• Selectric Element for Korean?

    From John Savard@21:1/5 to quad...@gmail.com on Tue Dec 15 09:38:48 2020
    On Tuesday, February 7, 2017 at 1:43:55 PM UTC-7, quad...@gmail.com wrote:
    The patent by Pyung Woo Kong for a Korean typewriter showed one where one group
    of keys hit the paper a space earlier than the other group.
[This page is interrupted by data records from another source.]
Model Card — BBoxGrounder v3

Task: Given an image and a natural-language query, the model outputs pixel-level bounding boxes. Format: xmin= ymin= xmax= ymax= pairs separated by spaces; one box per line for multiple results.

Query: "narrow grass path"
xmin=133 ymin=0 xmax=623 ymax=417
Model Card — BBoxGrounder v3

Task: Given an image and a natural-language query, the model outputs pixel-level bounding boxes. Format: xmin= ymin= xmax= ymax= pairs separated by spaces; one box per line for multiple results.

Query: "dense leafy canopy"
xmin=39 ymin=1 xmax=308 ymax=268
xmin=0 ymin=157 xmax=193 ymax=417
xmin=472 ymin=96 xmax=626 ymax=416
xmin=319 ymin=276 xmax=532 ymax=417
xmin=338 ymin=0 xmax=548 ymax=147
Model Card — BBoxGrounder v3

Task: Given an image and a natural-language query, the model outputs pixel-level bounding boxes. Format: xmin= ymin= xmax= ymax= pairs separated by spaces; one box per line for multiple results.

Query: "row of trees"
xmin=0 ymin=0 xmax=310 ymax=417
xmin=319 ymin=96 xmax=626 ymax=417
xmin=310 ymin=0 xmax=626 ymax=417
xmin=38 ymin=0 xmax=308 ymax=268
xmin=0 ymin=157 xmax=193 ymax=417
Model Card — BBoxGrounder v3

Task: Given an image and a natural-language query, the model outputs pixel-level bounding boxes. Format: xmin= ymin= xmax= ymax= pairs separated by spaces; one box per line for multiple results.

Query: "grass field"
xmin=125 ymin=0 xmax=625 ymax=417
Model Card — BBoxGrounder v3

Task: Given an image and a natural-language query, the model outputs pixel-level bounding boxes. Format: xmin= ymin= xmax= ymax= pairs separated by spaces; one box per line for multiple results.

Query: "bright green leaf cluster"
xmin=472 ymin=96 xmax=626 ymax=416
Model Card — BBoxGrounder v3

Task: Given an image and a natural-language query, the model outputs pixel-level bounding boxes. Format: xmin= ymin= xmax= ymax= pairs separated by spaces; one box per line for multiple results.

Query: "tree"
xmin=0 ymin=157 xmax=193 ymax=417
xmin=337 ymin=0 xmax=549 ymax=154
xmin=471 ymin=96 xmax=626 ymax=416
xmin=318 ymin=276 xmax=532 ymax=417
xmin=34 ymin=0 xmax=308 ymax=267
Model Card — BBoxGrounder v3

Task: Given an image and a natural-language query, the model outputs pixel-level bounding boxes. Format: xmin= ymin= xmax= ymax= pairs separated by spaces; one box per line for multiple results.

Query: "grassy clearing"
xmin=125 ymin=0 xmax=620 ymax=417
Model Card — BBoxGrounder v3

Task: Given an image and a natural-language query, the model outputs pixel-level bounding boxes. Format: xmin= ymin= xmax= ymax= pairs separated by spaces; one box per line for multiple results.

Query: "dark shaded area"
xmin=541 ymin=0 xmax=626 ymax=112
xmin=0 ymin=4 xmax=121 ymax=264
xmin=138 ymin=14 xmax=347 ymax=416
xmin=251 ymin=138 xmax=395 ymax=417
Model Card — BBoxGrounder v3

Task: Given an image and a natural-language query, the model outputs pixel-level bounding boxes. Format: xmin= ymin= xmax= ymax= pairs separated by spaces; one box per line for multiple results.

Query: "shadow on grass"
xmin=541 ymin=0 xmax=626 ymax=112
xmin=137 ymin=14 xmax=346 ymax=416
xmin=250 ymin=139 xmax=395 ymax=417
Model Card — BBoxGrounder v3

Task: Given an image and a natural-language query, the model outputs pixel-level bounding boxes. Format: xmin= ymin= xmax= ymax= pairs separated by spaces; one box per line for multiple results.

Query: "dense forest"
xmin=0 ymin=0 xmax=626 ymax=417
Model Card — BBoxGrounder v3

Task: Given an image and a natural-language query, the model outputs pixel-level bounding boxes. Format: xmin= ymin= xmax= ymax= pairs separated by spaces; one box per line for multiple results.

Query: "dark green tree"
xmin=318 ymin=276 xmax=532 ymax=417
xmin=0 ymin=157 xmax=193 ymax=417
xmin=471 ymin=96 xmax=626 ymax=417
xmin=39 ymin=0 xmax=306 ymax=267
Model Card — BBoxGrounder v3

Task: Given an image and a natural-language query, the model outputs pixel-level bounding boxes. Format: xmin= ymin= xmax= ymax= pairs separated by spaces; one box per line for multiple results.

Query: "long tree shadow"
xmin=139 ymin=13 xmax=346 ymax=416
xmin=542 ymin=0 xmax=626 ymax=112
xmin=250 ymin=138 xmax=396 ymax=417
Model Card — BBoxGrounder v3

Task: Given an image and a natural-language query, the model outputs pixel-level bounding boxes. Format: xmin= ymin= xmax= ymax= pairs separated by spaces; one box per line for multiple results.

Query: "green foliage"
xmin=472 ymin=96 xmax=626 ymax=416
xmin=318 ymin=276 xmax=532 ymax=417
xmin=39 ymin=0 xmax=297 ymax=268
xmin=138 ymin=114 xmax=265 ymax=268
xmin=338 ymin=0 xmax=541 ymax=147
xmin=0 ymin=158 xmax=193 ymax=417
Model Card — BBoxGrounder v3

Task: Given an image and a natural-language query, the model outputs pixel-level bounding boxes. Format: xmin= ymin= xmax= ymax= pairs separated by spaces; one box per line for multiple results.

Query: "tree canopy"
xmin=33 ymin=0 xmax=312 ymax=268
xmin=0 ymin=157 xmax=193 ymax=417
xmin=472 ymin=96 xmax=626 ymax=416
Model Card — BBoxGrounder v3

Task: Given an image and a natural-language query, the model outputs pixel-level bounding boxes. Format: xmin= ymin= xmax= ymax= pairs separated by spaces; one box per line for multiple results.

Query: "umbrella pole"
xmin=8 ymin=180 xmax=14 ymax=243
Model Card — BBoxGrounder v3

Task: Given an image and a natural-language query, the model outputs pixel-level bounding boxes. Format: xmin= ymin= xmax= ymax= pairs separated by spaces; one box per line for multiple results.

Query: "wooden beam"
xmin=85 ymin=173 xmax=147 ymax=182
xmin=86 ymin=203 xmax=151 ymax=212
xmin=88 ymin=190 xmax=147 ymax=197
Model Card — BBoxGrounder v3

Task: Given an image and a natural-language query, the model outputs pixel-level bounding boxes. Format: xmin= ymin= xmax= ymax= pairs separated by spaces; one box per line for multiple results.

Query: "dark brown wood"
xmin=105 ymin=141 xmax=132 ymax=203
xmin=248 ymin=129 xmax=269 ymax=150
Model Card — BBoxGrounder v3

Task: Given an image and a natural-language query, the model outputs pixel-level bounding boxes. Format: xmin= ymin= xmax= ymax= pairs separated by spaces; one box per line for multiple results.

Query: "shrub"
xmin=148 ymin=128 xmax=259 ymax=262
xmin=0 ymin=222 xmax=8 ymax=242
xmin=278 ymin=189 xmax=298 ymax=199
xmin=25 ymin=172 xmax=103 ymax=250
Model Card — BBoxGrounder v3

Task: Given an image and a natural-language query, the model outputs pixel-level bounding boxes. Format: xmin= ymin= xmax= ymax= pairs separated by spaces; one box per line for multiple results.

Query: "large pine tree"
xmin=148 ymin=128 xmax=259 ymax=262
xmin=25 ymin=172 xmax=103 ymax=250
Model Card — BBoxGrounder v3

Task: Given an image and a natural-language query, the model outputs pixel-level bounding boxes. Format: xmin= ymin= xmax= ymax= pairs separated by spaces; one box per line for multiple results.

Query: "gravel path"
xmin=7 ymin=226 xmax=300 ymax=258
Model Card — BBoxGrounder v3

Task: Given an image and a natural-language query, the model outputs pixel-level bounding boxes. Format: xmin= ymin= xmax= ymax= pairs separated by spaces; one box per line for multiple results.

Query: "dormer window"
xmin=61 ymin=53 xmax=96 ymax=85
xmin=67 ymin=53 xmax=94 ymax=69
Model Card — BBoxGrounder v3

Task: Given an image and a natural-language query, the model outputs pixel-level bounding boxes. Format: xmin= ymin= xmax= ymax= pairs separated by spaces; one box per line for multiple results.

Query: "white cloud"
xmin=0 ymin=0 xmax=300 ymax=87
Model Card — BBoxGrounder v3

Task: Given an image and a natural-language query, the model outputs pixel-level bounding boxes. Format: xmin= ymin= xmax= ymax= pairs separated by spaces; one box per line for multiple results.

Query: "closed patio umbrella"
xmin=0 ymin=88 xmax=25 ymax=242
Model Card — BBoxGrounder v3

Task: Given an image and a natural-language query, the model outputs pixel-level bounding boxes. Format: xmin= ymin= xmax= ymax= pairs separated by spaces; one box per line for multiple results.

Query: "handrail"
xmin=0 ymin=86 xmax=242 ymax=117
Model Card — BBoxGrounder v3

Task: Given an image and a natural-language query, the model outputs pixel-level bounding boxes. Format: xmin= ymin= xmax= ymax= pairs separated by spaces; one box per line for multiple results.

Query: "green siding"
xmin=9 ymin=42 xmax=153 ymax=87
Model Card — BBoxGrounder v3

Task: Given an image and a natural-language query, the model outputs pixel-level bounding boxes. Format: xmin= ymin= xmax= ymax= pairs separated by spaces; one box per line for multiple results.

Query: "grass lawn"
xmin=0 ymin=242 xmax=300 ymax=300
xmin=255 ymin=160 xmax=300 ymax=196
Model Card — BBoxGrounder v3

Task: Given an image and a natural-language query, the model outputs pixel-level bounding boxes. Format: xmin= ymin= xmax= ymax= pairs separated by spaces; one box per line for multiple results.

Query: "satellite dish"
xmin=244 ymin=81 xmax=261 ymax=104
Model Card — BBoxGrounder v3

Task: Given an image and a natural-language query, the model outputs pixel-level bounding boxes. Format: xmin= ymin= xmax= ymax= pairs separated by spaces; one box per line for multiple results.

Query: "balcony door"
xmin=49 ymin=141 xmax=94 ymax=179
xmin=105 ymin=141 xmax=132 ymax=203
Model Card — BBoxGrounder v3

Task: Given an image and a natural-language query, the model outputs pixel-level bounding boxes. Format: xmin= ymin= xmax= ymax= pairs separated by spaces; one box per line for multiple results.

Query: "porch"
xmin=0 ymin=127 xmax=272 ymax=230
Later Korean typewriters instead had the shifted characters displaced to the left, so that
    the initial and final forms of the same consonant could be on the same key.

    The instruction manual for the VariTyper, available on the Internet Archive, includes an illustration of a Korean language type-sleeve for that machine near
    the beginning.

    https://archive.org/details/VariTyperOperatorsInstructionsAndReferenceManualVT3217

    IBM made Katakana elements, Thai-language elements, and Inuktitut elements for
    its Selectric typewriters, as well as Hebrew and Arabic elements for a special
    version that typed from right to left.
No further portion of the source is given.